Following a recent talk organised by Sceptic Soc, a society I co-founded, here’s my take on it. I obviously can’t cover all the many aspects of the issue so here’s a response to what was mentioned in the talk and ensuing discussion.
The main argument put forward was the economic one – the whole argument about each kilogram of meat requiring countless gallons of water and stacks of food to grow, while millions are starving in Africa. It’s true that meat production is hugely inefficient, however I do wonder why vegetarians believe that by depriving themselves of all meat, the suffering they incur on themselves, their friends and family is worth less than the infinitesimal benefit to people in Africa. What’s wrong with depriving themselves of just a bit of meat? Let’s take a look at a diagram:
Assuming the law of diminishing returns is true: if vegetarians eat enough meat to make them OY happy (maximum possible) – let’s say eating that much meat is of maximum utility to the person. Africa consequently gets minimum food. But almost the same utility (OC) can be achieved by eating much less meat, giving Africa OD food – much more. So I can understand the logic behind limiting intake of meat. what I can’t understand is what happens when vegetarians eat O meat. Africa gets OX food, but all one needs to do is deprive Africa of a tiny amount of food to provide just a bit more meat to vegetarians. This might be just half a steak every weekend, but is nevertheless still some meat. The utility this gives to vegetarians is huge, since it is a very rare luxury for them. So by depriving Africa of BX food, the vegetarians get OA utility. One would have to be very concerned indeed for Africa to create such misery for oneself by not eating any meat when by just eating a tiny amount of meat and having a tiny effect on Africa, personal happiness is increased so greatly.

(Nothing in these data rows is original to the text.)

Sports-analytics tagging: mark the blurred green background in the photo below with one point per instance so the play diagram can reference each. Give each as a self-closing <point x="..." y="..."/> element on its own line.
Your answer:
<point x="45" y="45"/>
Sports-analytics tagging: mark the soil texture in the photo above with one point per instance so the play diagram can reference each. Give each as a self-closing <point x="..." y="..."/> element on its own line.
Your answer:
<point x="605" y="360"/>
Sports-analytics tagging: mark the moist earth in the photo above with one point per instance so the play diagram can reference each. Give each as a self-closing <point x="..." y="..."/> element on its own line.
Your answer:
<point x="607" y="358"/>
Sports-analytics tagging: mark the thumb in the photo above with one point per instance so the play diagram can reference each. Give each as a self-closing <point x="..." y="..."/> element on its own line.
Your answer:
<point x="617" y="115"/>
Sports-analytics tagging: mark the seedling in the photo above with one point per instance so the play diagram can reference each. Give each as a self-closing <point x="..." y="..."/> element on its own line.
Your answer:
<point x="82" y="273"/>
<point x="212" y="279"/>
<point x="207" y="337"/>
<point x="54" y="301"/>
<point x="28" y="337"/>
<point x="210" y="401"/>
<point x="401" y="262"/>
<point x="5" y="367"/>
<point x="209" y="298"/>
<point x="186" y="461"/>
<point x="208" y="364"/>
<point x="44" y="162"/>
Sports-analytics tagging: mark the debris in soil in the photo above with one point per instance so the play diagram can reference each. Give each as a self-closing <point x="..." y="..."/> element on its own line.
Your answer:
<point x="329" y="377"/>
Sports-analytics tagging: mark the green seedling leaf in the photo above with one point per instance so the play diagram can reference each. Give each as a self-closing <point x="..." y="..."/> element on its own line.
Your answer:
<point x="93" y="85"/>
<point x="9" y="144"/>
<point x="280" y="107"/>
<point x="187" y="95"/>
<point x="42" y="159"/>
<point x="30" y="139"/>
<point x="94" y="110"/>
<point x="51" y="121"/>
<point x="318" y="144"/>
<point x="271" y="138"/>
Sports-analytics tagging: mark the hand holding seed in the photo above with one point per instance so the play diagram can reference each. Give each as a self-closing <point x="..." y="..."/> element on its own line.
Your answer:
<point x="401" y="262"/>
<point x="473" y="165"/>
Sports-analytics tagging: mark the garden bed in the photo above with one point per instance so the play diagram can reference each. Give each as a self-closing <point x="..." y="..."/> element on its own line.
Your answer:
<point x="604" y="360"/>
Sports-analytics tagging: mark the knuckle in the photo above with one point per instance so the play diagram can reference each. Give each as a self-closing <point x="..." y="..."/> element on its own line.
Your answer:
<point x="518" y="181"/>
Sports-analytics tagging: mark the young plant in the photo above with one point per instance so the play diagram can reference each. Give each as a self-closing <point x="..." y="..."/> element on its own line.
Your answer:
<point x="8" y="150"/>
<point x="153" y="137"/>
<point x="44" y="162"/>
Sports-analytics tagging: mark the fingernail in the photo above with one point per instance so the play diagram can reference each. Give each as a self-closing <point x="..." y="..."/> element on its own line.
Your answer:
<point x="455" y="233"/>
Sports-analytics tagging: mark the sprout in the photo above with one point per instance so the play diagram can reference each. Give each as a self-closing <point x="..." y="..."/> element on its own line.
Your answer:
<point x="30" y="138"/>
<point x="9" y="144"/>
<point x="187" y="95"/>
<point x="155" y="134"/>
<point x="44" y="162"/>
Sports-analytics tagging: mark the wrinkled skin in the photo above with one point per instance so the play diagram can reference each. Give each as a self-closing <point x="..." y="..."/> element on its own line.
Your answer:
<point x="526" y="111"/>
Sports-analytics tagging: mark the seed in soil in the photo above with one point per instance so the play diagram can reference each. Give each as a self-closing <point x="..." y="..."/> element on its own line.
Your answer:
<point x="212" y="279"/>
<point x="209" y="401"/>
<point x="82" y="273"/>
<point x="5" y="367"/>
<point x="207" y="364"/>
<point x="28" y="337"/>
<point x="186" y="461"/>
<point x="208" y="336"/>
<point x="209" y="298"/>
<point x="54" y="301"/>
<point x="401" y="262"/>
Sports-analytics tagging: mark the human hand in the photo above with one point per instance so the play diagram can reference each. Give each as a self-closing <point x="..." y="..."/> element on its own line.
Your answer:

The argument that one should be prepared to kill one’s own meat is also flawed. As pointed out by Dr Zetie, killing meat is incredibly messy (disembowelling hares etc.) and doing something like killing a cow requires tools that most of us simply haven’t got, although a taser in combination with a large knife might work.
The religious argument was also put forward. I guess I’ll always have to differ with religious vegetarians as I just personally find religion as a list of rules to be obeyed blindly nonsensical. The apparently famous quotation ‘only fools argue whether to eat meat or not’ was used – I personally believe that it’s more intelligent and less foolish to debate about it before making a decision than just accept it and say ‘God said so’. The same religion on the other hand believes each animal has a soul and that each soul is part of God’s big soul and by killing any soul you’re damaging God and therefore yourself since your soul is also part of God. Maybe this makes perfect sense to some people, but I personally can’t see myself buying this idea.
Overall, I think it’s true that by reducing meat consumption the world can dramatically change the distribution of food and help countries which really need it. But vegetarianism, with its inconsistent treatment of fish (if anything fish is more in danger than other animals) and dubious religious links is just not for me. Besides, even on a serious note, meat is very, very tasty and nobody should be forced to live without ever having eaten meat.